Ich verdiene mein Geld hier und gebe es hier aus. Wir Amerikaner müssen zusammen halten." – ein*e Studienteilnehmer*in

Insgesamt befragten Kock und sein Team 684 US-Amerikaner*innen, die ihren Urlaub in den USA verbringen, anstelle eine Auslandsreise zu buchen. Die Antworten der Teilnehmer*innen zeigten, dass besonders Menschen, die zwischen "wir" und "denen" – also US-Amerikaner*innen und Nicht-US-Amerikaner*innen – unterscheiden, es vorziehen, ihren Urlaub in den USA zu verbringen.

Kock erklärt: "Diese Unterscheidung in ,unsere Nation' und ,andere Nationen' nimmt auch Donald Trump immer wieder vor." In der Sozialwissenschaft wird das Ingroup-Outgroup-Phänomen genannt.

Aus den Antworten der Studienteilnehmer*innen ging außerdem hervor, dass US-Amerikaner*innen, die ihren Urlaub in den USA verbringen, Wert darauf legen, ihr Heimatland wirtschaftlich zu unterstützen. Sie wollen sich außerdem mit US-Amerikaner*innen, die in der Tourismusbranche beschäftigt sind, solidarisieren.
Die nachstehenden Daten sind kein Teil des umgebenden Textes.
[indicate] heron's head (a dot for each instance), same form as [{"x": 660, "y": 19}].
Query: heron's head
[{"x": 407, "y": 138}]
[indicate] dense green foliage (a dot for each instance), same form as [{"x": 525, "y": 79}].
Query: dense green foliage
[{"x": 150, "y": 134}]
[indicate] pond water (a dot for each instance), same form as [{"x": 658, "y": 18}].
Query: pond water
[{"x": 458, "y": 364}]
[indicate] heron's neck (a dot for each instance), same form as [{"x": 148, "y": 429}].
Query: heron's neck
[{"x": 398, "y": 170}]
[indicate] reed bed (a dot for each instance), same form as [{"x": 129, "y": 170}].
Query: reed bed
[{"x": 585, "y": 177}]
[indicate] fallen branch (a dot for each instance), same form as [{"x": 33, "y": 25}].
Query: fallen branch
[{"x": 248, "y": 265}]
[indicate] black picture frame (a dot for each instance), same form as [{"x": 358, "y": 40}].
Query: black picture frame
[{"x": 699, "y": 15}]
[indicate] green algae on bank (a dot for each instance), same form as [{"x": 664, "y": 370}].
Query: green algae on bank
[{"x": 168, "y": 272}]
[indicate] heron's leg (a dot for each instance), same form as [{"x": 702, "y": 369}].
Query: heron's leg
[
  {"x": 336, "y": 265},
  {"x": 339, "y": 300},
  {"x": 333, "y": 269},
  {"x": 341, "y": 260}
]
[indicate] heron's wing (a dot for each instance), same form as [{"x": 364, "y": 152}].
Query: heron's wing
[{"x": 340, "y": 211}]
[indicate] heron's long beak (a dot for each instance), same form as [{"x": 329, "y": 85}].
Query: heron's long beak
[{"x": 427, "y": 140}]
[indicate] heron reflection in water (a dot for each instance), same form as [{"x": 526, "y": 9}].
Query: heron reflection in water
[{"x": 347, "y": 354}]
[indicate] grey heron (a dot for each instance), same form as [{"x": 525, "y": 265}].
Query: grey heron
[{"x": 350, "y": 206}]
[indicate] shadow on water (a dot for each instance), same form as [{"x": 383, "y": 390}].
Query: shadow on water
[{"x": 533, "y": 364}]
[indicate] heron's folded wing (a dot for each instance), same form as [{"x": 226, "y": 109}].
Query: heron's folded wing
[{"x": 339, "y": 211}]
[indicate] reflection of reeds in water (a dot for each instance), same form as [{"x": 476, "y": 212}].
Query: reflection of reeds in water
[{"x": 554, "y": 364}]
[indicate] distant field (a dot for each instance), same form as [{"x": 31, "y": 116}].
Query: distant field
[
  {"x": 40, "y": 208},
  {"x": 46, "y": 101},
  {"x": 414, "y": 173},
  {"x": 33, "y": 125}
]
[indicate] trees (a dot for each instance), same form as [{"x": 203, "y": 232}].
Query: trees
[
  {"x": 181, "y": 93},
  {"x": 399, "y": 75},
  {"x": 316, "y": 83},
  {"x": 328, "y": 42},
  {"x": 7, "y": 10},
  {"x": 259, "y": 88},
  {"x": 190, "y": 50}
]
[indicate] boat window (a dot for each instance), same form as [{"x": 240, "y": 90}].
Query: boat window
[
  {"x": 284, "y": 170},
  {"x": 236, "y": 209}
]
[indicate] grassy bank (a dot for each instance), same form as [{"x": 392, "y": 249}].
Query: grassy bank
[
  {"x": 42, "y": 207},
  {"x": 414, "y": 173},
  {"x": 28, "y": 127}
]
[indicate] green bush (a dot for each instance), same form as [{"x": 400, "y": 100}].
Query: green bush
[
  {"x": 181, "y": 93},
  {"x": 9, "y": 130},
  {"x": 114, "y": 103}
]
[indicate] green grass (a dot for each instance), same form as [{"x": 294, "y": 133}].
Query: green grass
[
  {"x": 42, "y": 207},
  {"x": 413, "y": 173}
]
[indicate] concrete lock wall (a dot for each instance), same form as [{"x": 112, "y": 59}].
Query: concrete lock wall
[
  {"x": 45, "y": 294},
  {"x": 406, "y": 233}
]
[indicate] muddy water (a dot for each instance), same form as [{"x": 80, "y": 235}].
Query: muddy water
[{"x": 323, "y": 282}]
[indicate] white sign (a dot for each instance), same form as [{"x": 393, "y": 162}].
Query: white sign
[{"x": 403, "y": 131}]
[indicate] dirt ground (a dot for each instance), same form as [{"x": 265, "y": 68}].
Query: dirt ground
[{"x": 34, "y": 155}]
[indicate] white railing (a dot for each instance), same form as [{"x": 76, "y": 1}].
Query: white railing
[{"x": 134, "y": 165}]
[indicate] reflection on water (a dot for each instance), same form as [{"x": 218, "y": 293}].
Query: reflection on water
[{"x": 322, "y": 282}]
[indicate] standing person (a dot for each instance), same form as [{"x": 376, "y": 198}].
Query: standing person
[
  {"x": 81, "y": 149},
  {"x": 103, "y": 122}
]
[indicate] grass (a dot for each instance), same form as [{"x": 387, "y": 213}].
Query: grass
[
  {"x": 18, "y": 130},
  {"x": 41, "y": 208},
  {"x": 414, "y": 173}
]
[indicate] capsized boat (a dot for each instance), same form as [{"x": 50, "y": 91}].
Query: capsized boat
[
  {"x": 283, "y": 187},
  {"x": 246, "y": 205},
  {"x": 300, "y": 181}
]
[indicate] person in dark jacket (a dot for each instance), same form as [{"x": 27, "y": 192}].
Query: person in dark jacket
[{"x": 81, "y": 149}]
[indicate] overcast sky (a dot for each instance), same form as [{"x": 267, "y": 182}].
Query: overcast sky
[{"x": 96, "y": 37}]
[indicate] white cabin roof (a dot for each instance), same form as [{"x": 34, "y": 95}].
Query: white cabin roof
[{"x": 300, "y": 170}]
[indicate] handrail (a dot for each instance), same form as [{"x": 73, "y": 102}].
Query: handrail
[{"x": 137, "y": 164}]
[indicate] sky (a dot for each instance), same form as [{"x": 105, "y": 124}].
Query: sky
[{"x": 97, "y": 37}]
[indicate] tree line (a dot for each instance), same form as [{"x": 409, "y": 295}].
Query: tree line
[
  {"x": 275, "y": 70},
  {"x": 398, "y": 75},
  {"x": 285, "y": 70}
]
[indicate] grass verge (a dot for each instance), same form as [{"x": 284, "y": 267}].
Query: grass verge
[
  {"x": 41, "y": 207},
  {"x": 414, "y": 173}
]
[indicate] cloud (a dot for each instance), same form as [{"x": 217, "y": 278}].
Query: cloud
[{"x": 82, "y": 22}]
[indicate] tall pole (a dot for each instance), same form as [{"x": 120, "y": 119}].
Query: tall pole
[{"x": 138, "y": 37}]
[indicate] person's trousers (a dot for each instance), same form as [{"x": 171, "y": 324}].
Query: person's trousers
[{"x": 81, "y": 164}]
"Ich verbringe meinen Urlaub nicht in Kanada. Ich verdiene mein Geld hier und gebe es hier aus. Wir Amerikaner müssen zusammen halten". So äußerte sich ein*e Studienteilnehmer*in gegenüber Kock und seinem Team. Ein*e andere*r sagte: "In andere Länder zu verreisen macht doch nur die anderen Länder reicher. Diese Leute kommen ja auch nicht in die USA, also warum sollten wir zu ihnen gehen und unser Geld bei ihnen lassen?"
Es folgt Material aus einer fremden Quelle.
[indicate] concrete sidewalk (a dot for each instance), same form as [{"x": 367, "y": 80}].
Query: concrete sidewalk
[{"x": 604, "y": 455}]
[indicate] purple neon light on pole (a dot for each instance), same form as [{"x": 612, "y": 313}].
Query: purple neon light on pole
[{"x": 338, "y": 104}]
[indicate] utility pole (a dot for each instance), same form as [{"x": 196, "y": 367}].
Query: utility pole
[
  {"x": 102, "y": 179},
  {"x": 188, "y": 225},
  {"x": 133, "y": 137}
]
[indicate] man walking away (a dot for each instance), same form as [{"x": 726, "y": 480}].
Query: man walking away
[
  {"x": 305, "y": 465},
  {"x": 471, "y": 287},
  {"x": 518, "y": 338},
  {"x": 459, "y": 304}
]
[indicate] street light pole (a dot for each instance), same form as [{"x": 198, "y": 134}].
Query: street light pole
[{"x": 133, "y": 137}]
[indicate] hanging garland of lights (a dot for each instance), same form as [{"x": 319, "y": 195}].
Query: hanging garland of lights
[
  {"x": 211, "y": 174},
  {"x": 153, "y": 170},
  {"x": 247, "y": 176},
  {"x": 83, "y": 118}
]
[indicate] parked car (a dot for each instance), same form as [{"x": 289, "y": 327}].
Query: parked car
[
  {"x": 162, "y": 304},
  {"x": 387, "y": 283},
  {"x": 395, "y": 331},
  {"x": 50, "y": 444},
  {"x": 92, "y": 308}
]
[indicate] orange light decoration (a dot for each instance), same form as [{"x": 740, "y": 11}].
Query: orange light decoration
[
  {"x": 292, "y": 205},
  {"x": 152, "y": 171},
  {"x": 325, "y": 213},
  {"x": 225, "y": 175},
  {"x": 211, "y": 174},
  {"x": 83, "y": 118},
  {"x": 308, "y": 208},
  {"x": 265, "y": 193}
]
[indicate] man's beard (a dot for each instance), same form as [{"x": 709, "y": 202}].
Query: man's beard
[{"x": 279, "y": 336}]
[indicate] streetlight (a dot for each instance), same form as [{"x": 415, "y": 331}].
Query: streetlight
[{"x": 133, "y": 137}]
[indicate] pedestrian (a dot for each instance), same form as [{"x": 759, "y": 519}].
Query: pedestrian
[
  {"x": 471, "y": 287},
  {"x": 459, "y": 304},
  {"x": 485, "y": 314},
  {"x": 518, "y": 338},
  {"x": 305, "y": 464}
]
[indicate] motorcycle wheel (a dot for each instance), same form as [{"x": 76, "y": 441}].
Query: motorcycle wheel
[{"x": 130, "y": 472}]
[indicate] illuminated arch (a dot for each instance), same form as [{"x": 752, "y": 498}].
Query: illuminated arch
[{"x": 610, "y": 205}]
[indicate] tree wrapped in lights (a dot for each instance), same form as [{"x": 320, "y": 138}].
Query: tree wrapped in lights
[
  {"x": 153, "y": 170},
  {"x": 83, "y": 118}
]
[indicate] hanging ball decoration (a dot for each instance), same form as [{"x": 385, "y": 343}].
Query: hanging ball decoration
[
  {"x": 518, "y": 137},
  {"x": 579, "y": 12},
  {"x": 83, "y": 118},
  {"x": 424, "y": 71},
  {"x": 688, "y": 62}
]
Indirekt hat Inlandstourismus negative Auswirkungen auf den Tourismus anderer Länder

Wie weit ein solches Reiseverhalten, das Kock auch als "ethnozentristischen Tourismus" bezeichnet, verbreitet ist, kann die Studie nicht beantworten. Die Studie beweise zunächst einmal, dass es zwischen Tourismus und Ethnozentrismus einen Zusammenhang gibt, erklärt Kock.

Die Studie zeigt aber auch, dass US-Amerikaner*innen, die aus den bereits genannten Gründen bevorzugt im eigenen Land Urlaub machen, kein Problem damit haben, Tourist*innen aus anderen Ländern zu empfangen: "Denn ausländische Touristen haben einen positiven Effekt auf die eigene Wirtschaft", erklärt Kock das Ergebnis, das zunächst widersprüchlich klingen mag.
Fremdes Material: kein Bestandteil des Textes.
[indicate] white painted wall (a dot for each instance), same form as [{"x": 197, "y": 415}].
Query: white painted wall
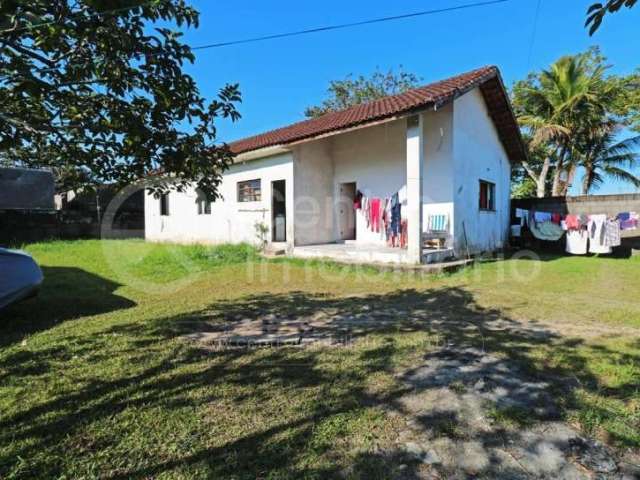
[
  {"x": 230, "y": 220},
  {"x": 313, "y": 193},
  {"x": 461, "y": 147},
  {"x": 478, "y": 155}
]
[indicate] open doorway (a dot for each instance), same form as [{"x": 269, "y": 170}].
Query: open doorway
[
  {"x": 278, "y": 211},
  {"x": 347, "y": 214}
]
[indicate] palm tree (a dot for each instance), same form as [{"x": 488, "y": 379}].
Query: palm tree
[
  {"x": 604, "y": 156},
  {"x": 556, "y": 107}
]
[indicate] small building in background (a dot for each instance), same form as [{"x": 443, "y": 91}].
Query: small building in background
[{"x": 26, "y": 189}]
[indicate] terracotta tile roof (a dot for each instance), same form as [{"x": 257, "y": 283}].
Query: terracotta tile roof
[{"x": 434, "y": 94}]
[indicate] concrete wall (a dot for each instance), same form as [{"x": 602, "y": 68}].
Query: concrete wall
[
  {"x": 375, "y": 159},
  {"x": 230, "y": 220},
  {"x": 26, "y": 188},
  {"x": 610, "y": 205},
  {"x": 313, "y": 190},
  {"x": 461, "y": 147},
  {"x": 478, "y": 155},
  {"x": 438, "y": 187}
]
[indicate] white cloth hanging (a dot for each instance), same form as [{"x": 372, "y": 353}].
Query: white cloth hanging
[
  {"x": 577, "y": 242},
  {"x": 597, "y": 234}
]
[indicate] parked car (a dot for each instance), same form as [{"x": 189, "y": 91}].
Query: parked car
[{"x": 20, "y": 276}]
Was die Teilnehmer*innen der Studie gegenüber anderen Nationen empfinden, wurde in der Studie nicht untersucht: "Man kann auch Patriot sein, ohne andere Nationen abzulehnen", betont Kock. Die Entscheidung ausschließlich im eigenen Land Urlaub zu machen und nur den inländischen Tourismus zu unterstützen, habe dennoch einen indirekten, negativen Effekt auf andere Länder.

Reisen Tourist*innen gerne in ein Land, dessen Präsident nach dem Motto "America First" regiert?

Und wie sieht es umgekehrt aus? Floriert der Tourismus in Ländern, die sich betont nationalistisch und patriotisch geben? Fühlen sich ausländische Tourist*innen in den USA genauso willkommen wie vor zwei Jahren?

In den USA sank die Zahl internationaler Touristenankünfte: 2017 reisten weniger internationale Tourist*innen als im Vorjahr und erwartet in die USA. "Es gibt deutliche Anzeichen, die auf einen Zusammenhang zwischen nationalistischen und fremdenfeindlichen Tendenzen in der Bevölkerung einer Tourismusregion und der verminderten Attraktivität dieser Tourismusregion schließen lassen", sagt Kock. Anders als in den USA, stieg die Zahl internationaler Tourismusankünfte 2017 im Vergleich zum Vorjahr weltweit an.